02/04/2016 15:24

La campagne présidentielle et Donald Trump ont redonné des couleurs aux chaînes d'information américaines

La campagne présidentielle et le phénomène médiatique Donald Trump ont redonné des couleurs aux chaînes d'information américaines, qui enregistrent des audiences record après plusieurs années difficiles, mais les lendemains restent incertains.

"Je pense qu'elles peuvent remercier Donald Trump.

C'est un cadeau du ciel pour ces gens", résume Gabriel Kahn, professor à l'école de journalisme californienne d'USC Annenberg. Les chiffres viennent de tomber: pour la première fois dans l'histoire du câble aux Etats-Unis, c'est une chaîne d'information qui arrive en tête des audiences au premier trimestre (hors chaînes en option comme HBO), la conservatrice Fox News.

Le vétéran CNN a également commencé l'année en fanfare, avec des audiences moyennes sans égales depuis sept ans, tandis que MSNBC, troisième grande chaîne d'information, a enregistré ses meilleurs chiffres en trois ans, selon des chiffres du cabinet Nielsen.

Les hausses vont bien au-delà de celles occasionnées traditionnellement par les campagnes présidentielles.

Selon le magazine US News, le tarif facturé par CNN pour un spot de publicité aurait été multiplié par quarante dès septembre dernier, alors que les primaires ne faisaient que commencer.

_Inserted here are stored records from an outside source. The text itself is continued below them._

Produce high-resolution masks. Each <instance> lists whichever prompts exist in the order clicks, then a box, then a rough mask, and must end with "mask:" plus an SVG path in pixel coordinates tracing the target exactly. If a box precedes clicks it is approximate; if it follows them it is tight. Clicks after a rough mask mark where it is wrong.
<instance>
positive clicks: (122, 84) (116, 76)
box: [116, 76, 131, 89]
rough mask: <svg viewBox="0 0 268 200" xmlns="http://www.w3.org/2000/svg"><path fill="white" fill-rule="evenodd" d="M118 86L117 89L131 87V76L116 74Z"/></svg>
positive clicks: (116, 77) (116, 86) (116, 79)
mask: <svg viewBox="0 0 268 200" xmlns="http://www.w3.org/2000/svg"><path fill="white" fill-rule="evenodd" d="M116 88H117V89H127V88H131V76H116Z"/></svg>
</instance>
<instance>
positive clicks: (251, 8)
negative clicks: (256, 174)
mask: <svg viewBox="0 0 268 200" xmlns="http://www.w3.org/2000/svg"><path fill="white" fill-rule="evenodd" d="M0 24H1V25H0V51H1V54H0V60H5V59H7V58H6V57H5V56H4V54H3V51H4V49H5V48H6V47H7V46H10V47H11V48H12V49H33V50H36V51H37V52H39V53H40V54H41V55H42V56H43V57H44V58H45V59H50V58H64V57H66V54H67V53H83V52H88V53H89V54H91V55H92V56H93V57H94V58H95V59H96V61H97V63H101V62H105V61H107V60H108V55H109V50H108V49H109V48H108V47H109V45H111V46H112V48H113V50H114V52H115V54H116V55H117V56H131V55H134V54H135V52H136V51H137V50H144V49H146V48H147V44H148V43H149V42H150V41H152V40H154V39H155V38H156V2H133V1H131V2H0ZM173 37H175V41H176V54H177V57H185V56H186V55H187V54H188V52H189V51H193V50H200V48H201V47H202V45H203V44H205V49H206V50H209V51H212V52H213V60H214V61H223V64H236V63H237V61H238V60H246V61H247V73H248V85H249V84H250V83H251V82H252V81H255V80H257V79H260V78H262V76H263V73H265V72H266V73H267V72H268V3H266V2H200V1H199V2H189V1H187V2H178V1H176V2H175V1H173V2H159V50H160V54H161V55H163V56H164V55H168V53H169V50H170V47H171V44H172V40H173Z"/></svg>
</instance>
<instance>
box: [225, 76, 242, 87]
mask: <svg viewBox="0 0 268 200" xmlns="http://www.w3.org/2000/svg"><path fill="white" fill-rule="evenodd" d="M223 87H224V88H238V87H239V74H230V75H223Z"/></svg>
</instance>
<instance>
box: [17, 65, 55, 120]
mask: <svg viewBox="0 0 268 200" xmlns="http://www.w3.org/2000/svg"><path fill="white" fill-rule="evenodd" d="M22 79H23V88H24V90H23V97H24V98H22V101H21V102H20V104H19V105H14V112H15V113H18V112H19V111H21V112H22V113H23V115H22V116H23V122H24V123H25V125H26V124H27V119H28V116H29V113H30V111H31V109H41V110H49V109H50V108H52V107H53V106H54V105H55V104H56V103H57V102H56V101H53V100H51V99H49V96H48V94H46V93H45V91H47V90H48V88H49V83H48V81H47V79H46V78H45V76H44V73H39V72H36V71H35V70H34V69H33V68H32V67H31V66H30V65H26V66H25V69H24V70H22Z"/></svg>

"Du côté républicain, vous avez des candidats qui se livrent à des attaques personnelles, des déclarations un peu folles, qui donnent de l'excellente télévision", observe Dannagal Young, professeur à l'université du Delaware. "C'est peut-être un peu troublant sur le plan politique, mais cela fait de la télévision très divertissante", précise-t-elle.

Au centre de cette agitation, le candidat surprise Donald Trump, en tête de la course à l'investiture républicaine. Les chaînes d'information "ont orienté toute leur programmation pour en faire de la télé-réalité autour de Trump, 24 heures sur 24", estime Gabriel Kahn.

En conséquence, pour Dannagal Young, elles ne mettent pas l'accent "sur la position des candidats sur les questions de fond mais sur qui dit quoi, qui attaque qui, qui est devant ou derrière dans les sondages".

Une approche critiquée, indirectement, par Barack Obama, qui a accusé lundi certains médias de laisser les candidats dicter la couverture de la campagne.

Le coup de fouet dont bénéficient les chaînes d'information ne devrait cependant durer que le temps de la campagne.

Voire moins peut-être, jusqu'à ce que chaque camp désigne son candidat en juillet.

"Cela va ralentir sensiblement à l'approche du scrutin. Lorsqu'on va passer du mode campagne au mode gouvernance, le ton va changer", prévoit Frank Sesno, professeur à l'université George Washington.